On June 12, Deputy Sec'y of State Richard Armitage (one of the original PNAC letter signatories) and ... wait for it... John BOLTON (another of the PNAC letter signatories) [now, are you wondering about that appointment as Ambassador to the UN? Was it just to get him out of Condi's hair, or was this a kind of bribe, like Tenet's rather surreal payoff: "George... I cannot abide disloyalty; I want your resignation..." Now, here's a medal. Don't talk about this.??!] get ahold of the memo identifying Wilson's wife as a CIA operative. Armitage requests that a copy of the memo be sent to Colin Powell on July 6th.
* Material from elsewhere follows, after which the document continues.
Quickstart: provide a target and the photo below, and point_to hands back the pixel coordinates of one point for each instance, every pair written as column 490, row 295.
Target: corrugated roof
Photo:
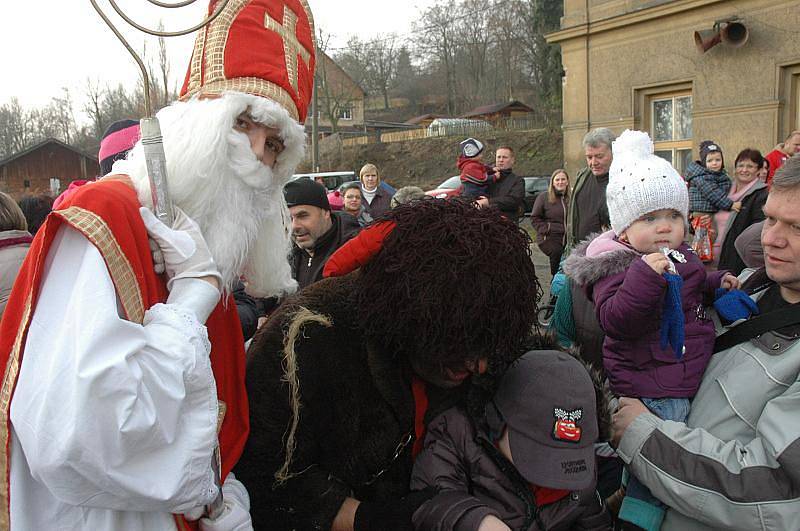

The name of Valerie Plame appears in this new copy of the June 10th memo. Apparently, it was in Powell's - and then Fleischer's - hands aboard AF1 on July 7th as the entourage headed to Africa. But Powell didn't approve of the political use to which this information was put:
According to WaPo, the "senior official" said of the leak: "Clearly, it was meant purely and simply for revenge."
I'd be really glad to see Colin Powell talking freely about this. The administration treated him like a mushroom during his tenure, and ignored his best-considered advice, just as they have done with so many others, including former Treasury Secretary Paul O'Neill (for the source documents used in his book with Ron Suskind, see The Bush Files).